At least during this case, for all the damage it inflicted, he told Watson to act as if his friend were dying, and did not require him to believe it was true all the while. Holmes decided he would fool his surgeon instead, and that Watson’s playacting abilities, such as they weren’t, would be sufficient. What a mercy! If only he’d thought to extend it before the papers caught the story.
He was still malingering though, for sympathy, and for fun. “There was a curious secretive streak in the man which led to many dramatic effects, but left even his closest friend guessing as to what his exact plans might be.” Watson didn’t mind it, he was just happy to have his infuriating friend alive and in good spirits. “He pushed to an extreme the axiom that the only safe plotter was he who plotted alone. I was nearer him than anyone else, and yet I was always conscious of the gap between.” I think, perhaps, that this is why he didn’t have much of a turn when Holmes asked him to leave in the first place. It seemed…unavoidable, but more than that, it seemed right. Holmes belonged on a pedestal. Watson did not.
Holmes took his lumps over this case, but once out of commission and pretending to be at death’s door, he sent Watson to try and distract Gruner, a feat he would never have successfully accomplished, since lying is not in his nature and being tricked was not in Gruner’s. Holmes had to burst in, injured though he truly was, to stop Watson being murdered. During the upheaval a spurned lover threw vitriol into Gruner’s face, destroying its European good looks in a second.
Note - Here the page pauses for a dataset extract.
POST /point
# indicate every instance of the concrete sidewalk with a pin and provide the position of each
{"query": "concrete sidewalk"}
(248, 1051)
It was, in the end, an ugly matter. A triumphant case objectively, but still leaving a horrible disfigurement, a wronged woman charged with vitriol-throwing, a marriage cancelled, and very nearly Holmes standing in the dock for burglary (which he was in the habit of committing yet again—it appears to go with the territory of cocaine confidence). But they needed Gruner’s diary to win Violet to the side of reason; it was only his client’s standing, and not Holmes’s own, that saved him from the law in the end. It may have seemed like only another notch in his belt, but this case and all its risks reminded Holmes first that Watson was still not safe with him, and second that he was still not immune from the law. His worst torments were dogging him still. More distance was necessary, even more distance.